# Frosting Sleeves



## katchef (Mar 7, 2006)

Can anyone tell me what a frosting sleeve is, how to make and apply to a cake?


----------



## auzzi (Dec 13, 2004)

I have heard of a commercial frosting product referred to as a Frosting sleeve. It would appear to be a disposable piping bag - probably made from plastic. Disposable bags are available from catering/cake decorating suppliers.

You can make your own from parchment or waxed paper.

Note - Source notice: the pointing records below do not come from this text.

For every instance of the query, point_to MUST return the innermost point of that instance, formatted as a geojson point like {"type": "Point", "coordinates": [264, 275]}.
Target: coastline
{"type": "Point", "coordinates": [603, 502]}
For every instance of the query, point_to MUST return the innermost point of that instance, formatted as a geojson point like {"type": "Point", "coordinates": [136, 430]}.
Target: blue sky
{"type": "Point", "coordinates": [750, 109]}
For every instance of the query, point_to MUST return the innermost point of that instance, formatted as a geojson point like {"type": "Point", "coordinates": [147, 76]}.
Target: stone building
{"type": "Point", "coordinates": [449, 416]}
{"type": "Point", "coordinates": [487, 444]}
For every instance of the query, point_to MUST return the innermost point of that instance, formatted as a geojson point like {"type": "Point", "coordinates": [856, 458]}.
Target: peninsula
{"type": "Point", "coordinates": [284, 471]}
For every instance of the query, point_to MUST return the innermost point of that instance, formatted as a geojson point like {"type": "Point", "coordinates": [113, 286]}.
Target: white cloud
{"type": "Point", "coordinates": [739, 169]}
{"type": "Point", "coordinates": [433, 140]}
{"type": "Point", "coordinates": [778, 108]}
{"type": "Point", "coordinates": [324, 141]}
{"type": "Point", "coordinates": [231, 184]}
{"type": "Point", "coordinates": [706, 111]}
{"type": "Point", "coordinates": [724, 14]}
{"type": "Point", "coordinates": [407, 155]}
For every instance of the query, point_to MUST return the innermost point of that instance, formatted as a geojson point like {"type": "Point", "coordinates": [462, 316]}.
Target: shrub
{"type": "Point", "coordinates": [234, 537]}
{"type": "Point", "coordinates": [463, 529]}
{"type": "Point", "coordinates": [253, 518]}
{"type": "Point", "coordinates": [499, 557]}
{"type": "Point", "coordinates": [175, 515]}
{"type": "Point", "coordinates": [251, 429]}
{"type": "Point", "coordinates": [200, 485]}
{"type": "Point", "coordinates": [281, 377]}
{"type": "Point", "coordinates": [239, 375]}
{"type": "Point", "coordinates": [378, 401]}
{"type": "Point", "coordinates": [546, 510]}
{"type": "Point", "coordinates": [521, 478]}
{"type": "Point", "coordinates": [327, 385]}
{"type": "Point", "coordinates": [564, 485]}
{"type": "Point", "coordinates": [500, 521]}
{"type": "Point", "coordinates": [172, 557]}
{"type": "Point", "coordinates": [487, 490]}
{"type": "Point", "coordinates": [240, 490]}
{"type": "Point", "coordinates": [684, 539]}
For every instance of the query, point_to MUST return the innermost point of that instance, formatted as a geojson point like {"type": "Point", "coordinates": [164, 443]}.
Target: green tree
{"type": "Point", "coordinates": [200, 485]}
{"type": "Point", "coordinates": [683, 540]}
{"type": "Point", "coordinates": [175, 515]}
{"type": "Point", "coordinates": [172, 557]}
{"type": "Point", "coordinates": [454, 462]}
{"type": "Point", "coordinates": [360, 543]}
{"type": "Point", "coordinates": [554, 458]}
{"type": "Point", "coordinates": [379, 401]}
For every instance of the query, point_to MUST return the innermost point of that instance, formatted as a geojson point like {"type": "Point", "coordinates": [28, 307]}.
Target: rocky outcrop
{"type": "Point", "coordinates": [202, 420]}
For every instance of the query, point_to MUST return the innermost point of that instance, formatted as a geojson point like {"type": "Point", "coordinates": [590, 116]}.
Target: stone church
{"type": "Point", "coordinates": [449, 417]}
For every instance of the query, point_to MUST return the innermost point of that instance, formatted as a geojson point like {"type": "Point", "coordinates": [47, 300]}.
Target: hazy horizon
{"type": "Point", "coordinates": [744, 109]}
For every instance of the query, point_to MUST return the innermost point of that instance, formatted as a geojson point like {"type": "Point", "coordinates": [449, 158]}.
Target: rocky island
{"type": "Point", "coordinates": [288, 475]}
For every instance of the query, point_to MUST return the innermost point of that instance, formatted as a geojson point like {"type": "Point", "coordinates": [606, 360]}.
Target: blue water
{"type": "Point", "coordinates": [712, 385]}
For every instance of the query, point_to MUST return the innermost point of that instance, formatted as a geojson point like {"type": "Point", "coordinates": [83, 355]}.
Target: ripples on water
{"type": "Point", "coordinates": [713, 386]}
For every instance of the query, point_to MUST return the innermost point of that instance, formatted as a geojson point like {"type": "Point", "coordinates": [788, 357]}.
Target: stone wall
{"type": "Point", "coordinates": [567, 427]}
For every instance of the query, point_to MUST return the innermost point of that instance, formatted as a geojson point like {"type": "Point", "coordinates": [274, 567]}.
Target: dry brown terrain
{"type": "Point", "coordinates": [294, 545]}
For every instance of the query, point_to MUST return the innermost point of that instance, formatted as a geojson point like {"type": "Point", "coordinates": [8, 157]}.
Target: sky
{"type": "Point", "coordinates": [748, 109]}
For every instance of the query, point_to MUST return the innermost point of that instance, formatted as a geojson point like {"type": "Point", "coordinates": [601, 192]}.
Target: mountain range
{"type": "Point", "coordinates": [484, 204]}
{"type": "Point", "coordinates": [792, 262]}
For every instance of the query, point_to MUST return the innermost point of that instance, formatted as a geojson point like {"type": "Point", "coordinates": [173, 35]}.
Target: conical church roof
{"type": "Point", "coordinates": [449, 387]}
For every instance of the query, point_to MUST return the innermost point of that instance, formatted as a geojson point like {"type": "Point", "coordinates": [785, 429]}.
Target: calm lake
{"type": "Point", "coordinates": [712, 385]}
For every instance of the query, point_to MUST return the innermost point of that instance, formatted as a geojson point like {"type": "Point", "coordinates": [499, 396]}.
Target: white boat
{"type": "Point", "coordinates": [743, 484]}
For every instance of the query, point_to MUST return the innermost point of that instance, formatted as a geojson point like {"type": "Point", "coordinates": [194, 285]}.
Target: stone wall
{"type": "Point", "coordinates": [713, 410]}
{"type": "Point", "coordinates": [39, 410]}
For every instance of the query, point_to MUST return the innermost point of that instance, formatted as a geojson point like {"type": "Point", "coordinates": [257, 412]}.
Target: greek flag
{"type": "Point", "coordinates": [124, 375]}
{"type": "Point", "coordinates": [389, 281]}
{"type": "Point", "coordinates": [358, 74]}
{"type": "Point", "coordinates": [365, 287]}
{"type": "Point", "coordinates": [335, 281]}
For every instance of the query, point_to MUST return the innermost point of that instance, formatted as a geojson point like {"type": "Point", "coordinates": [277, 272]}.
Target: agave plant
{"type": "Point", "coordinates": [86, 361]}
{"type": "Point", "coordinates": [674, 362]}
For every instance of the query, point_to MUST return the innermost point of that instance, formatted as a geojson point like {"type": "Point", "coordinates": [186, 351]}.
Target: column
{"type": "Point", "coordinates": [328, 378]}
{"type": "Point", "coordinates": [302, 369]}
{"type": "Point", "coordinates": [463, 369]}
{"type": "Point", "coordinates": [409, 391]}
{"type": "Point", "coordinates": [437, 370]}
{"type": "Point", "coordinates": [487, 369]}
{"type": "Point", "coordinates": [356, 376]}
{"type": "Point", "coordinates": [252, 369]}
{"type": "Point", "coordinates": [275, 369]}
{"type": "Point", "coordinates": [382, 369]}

Check these sites for instructions:

Making a Waxed Paper Piping Bag and Using a Piping Bag
http://thepartyworks.com/article_inf...rticles_id/590

Parchment Cones
http://www.baking911.com/decorating/...tcones_pg2.htm


----------



## kelleybean (Oct 12, 2005)

When looking for a piping and or pastry bag, what is the best type to look for.


----------



## katchef (Mar 7, 2006)

Thank you very much! After some investigation, I found acetate and used that. It works wonderful!!!!!!!


----------



## katchef (Mar 7, 2006)

I have used disposable bags as well as reusable. I put the resuable in the dishwasher for washing/sanitizing and they are much cheaper than using disposable. People I know have reused the disposable, but this is not sanitary and could cause problems with contamination. They are convenient when fixing a cake upon delivery or finishing it, but please throw away after using once.


----------